16 July 2015, The Tablet

No light at the end of the tunnel


Adressing the European Parliament last November, Pope Francis issued a dire warning based on a fresco by Raphael in the Vatican. Depicting the “School of Athens”, it shows the two ancient Greek sages, Plato and Aristotle, with the former pointing upwards, and the latter, outwards. This, the Pope said, represented the constant and necessary interplay, crucial to European history ever since, between the transcendent – the heavenly – and concrete reality: the earthly. “The future of Europe depends on the recovery of the vital connection between these two elements,” he told Europe’s leaders.

As an analysis of the crisis that has overtaken modern-day Athens, his speech could hardly be bettered. The transcendental vision of peace and harmony that launched the movement towards European unity had been replaced “by the bureaucratic technicalities of its institutions” which were engaged in “laying down rules perceived as insensitive to individual peoples, if not downright harmful”. If anything, that description understates the likely effects of the harsh terms that Greece’s creditors have tried to impose on it, in return for keeping the Greek economy afloat a little longer.

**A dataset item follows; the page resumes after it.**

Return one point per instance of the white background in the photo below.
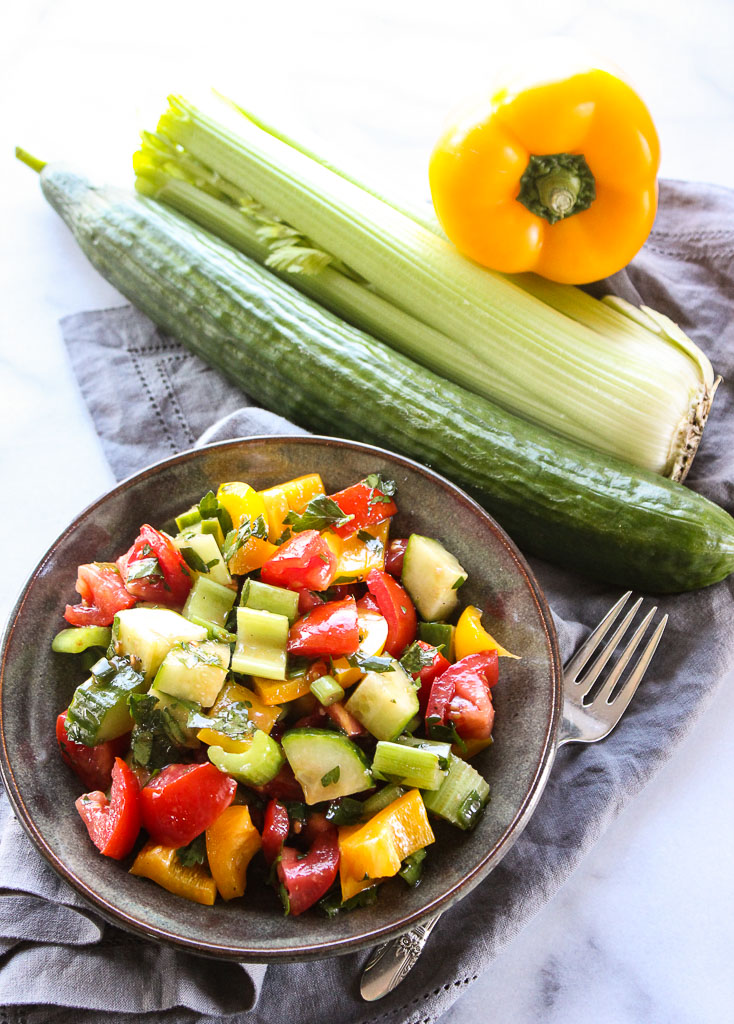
(644, 931)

They could even be grudgingly justified if there was light at the end of the tunnel. The sense of a necessary sacrifice in the hope of better things to come is what is enabling other eurozone countries like Italy, Portugal, Spain and Ireland to endure their own dose of austerity. The transcendent beckons, enabling the concrete reality to be faced. But Greece is different. The end of the tunnel is still dark. The International Monetary Fund, echoing the views of economists left, right and centre, sees Greece as condemned to ever-increasing penury. The expert consensus is that the proposed new bailout of the Greek economy is even less likely to work than the last one – unless there is a massive write-off of Greek debt. But that is forbidden by the “bureaucratic technicalities of its institutions” and the rules they follow. Bizarrely, Greece is being told to borrow from its creditors – new debt – in order to pay back its creditors – old debt. The money to be borrowed would not assist the Greek people, except to the extent that it would allow their cash machines to work once more; it would simply help German and other northern European banks to show a profit.

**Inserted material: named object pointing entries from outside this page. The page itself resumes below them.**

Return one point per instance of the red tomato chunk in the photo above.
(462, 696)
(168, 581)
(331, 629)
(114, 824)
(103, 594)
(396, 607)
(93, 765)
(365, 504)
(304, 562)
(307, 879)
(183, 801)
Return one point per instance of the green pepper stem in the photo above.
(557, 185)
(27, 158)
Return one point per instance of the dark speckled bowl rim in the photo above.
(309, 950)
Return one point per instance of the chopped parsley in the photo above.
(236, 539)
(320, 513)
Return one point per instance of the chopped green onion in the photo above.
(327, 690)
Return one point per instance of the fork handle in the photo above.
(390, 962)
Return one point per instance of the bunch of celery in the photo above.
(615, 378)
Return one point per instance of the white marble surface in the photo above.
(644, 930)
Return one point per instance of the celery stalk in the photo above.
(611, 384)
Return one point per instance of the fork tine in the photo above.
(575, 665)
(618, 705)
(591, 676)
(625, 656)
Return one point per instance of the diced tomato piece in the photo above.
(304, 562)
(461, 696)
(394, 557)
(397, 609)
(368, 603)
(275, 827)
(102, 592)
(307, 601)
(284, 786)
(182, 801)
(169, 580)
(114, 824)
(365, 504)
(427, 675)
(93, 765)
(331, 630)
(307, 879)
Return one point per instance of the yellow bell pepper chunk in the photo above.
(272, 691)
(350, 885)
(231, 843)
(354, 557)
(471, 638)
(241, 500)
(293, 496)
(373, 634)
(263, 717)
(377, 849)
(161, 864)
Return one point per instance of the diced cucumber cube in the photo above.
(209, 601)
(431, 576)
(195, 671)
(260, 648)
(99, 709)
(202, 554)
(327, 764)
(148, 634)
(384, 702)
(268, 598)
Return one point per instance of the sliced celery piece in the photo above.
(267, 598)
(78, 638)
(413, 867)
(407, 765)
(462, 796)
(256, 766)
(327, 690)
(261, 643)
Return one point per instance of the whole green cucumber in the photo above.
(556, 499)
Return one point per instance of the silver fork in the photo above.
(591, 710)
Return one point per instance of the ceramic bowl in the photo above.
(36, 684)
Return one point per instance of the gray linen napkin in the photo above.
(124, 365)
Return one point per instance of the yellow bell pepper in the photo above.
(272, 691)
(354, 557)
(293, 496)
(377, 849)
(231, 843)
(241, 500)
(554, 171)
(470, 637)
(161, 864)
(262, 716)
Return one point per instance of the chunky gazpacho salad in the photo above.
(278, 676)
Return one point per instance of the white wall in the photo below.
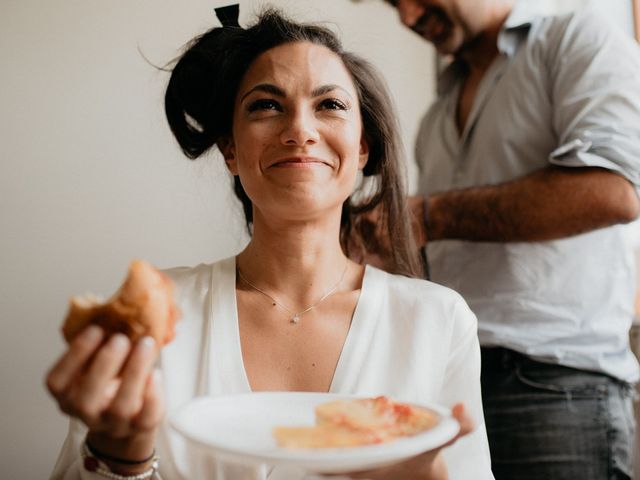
(90, 177)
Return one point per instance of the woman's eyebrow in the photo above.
(328, 88)
(266, 88)
(272, 89)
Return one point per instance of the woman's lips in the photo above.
(299, 162)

It does not take an Aristotle to see that the euro is a currency system with a flawed design. The German trade surplus is of the order of €200 billion (£140bn) a year. This comes at a cost to the remainder of the eurozone, whose trade deficit matches Germany’s surplus. In brief, German banks have been lending foreigners money to buy German goods. But the logic behind German policy, that other countries should become more like Germany, is self-defeating. Even disregarding basic historical and cultural differences, they cannot all run a surplus at once. There has to be a proper circulation of wealth, returning it from the richer north to the poorer south. The writing off of debt – anathema in Berlin and Frankfurt – is one of the ways that could happen. Unless these economic and moral flaws are addressed, however, the eurozone will become increasingly unstable. And where Greece goes today, others will go tomorrow. But that is hardly what the Pope had in mind.